🤖 AI Summary
This paper systematically surveys implicit neural representations (INRs), identifying key performance bottlenecks—particularly limited expressivity and scalability—in inverse problems such as audio synthesis, image reconstruction, 3D scene modeling, and high-dimensional data generation. To address these challenges, we propose the first unified four-dimensional taxonomy—spanning activation functions, positional encodings, joint encoding strategies, and network architectures—and uncover a fundamental trade-off between local bias suppression and fine-grained detail modeling. Through cross-modal benchmarking and gradient-guided structural optimization, we quantitatively evaluate reconstruction fidelity, memory efficiency, and generalization capability. Our contributions include: (i) an open, reproducible experimental benchmark; (ii) identification of three critical research frontiers—activation expressivity, positional encoding robustness, and high-dimensional scalability; and (iii) theoretically grounded, practice-oriented guidance for INR method selection and future development.
📝 Abstract
Implicit Neural Representations (INRs) have emerged as a paradigm in knowledge representation, offering exceptional flexibility and performance across a diverse range of applications. INRs leverage multilayer perceptrons (MLPs) to model data as continuous implicit functions, providing critical advantages such as resolution independence, memory efficiency, and generalisation beyond discretised data structures. Their ability to solve complex inverse problems makes them particularly effective for tasks including audio reconstruction, image representation, 3D object reconstruction, and high-dimensional data synthesis.

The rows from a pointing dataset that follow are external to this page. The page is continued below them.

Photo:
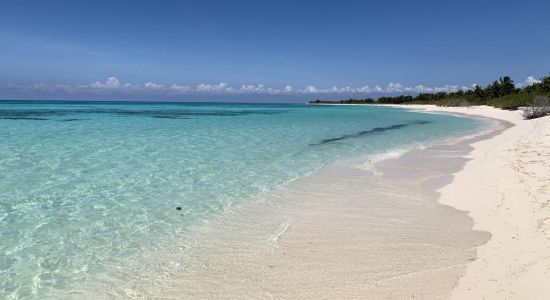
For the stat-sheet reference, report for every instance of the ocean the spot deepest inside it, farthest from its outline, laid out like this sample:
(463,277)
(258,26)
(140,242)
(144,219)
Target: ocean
(90,190)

This survey provides a comprehensive review of state-of-the-art INR methods, introducing a clear taxonomy that categorises them into four key areas: activation functions, position encoding, combined strategies, and network structure optimisation. We rigorously analyse their critical properties, such as full differentiability, smoothness, compactness, and adaptability to varying resolutions while also examining their strengths and limitations in addressing locality biases and capturing fine details. Our experimental comparison offers new insights into the trade-offs between different approaches, showcasing the capabilities and challenges of the latest INR techniques across various tasks. In addition to identifying areas where current methods excel, we highlight key limitations and potential avenues for improvement, such as developing more expressive activation functions, enhancing positional encoding mechanisms, and improving scalability for complex, high-dimensional data. This survey serves as a roadmap for researchers, offering practical guidance for future exploration in the field of INRs. We aim to foster new methodologies by outlining promising research directions for INRs and applications.